Reputation: 39390
Suppose I have a class encapsulating std container:
class Stash
{
list<int> Data;
public:
list<int>::const_iterator GetAccess() const { return Data.begin(); }
};
It's very convenient way of forcing the user to read the data in form of the iterator. However, I can't find the way other that comparing the iterator to container.end()

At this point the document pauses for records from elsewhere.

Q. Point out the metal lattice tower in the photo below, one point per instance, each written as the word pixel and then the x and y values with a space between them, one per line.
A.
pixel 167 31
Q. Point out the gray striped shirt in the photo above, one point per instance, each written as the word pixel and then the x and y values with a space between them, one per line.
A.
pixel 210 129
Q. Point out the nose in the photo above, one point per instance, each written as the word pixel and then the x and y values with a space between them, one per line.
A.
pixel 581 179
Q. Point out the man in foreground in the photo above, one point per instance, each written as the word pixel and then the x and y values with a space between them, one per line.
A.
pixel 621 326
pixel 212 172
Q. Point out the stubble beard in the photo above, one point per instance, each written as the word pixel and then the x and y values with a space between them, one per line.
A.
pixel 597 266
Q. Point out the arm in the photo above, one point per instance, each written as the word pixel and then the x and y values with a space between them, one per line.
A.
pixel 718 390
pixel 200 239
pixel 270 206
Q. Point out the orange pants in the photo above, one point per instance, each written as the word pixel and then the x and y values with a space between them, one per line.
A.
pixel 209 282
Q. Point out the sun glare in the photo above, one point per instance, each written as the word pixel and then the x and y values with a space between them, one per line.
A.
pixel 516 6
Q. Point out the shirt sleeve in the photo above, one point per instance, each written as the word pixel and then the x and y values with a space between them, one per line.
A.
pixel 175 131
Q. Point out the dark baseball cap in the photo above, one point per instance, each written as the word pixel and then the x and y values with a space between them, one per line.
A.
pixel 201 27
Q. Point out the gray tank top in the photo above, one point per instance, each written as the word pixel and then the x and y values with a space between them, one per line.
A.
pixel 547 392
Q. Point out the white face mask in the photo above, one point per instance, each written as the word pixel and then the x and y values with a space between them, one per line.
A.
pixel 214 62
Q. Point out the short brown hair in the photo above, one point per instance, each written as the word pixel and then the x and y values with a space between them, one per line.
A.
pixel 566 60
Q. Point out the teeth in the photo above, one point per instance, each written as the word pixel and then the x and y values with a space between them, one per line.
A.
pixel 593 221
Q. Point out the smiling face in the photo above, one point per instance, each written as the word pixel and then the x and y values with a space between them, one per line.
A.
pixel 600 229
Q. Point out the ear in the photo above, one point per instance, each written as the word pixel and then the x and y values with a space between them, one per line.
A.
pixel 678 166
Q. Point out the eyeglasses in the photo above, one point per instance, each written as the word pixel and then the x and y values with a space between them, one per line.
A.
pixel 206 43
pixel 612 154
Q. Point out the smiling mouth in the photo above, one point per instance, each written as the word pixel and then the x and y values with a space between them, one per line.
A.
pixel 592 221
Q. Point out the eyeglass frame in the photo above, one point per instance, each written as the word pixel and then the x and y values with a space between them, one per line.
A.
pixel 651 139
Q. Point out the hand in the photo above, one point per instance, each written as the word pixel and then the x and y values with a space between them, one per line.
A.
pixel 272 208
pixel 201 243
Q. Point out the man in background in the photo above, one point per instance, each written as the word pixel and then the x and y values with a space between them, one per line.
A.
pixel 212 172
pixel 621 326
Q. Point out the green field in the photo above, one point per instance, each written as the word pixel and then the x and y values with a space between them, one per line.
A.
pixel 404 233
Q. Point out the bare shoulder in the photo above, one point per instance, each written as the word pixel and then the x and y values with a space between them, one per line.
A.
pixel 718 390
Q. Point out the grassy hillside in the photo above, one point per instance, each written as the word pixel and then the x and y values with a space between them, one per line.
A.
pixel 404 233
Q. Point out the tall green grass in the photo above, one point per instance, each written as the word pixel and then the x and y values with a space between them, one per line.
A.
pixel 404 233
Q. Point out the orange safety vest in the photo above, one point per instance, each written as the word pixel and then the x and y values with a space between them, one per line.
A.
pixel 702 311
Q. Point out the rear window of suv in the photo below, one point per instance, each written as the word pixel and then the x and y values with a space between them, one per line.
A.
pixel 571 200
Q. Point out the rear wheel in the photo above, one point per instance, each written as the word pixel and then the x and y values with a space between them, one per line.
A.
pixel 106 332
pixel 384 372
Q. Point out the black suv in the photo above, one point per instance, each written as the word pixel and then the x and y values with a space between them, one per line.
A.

. So, I would like to know if there's an option to do it solely by stdlib or I have to write iterator class myself (with can_advance
method, for example).
Relevant question might be this one, but it asks whether the iterator is valid, not whether it can advance. I weren't able to find any information about the latter.
Upvotes: 4
Views: 418
Reputation: 42825
What you seem to be asking for is a "lookahead" iterator. You could write a class to "adapt" an iterator to have lookahead, where the adaptor just stays one step ahead of your code:
template<class FwdIter>
class lookahead_iterator
{
public:
lookahead_iterator(const FwdIter& begin): cur_iter(begin), next_iter(++begin) {}
operator FwdIter() const { return cur_iter; }
lookahead_iterator<FwdIter>& operator ++() { cur_iter = next_iter++; return *this; }
// Other methods as needed.
private:
FwdIter cur_iter;
FwdIter next_iter;
};
Needless to say, this gets a lot more complicated if you need more than a forward iterator.
Upvotes: 0
Reputation: 76458
Iterators work in pairs: an iterator that points to the beginning of a sequence and an iterator that points past the end of the sequence. That's why all the containers have begin()
and end()
member functions: so you can look at the sequence of values that the container manages.
It would be far more idiomatic to change the name of GetAccess
to begin
and to add end
. Having end()
would also make it possible to apply standard algorithms to the data.
Upvotes: 2
Reputation: 131837
You can't do this, a single iterator does not contain the information when it is at the end of the sequence its pointing into.
Normally, this is solved by either providing a range (think std::make_pair(cont.begin(), cont.end())
), or providing begin()
and end()
methods to your class, effectively making it a range.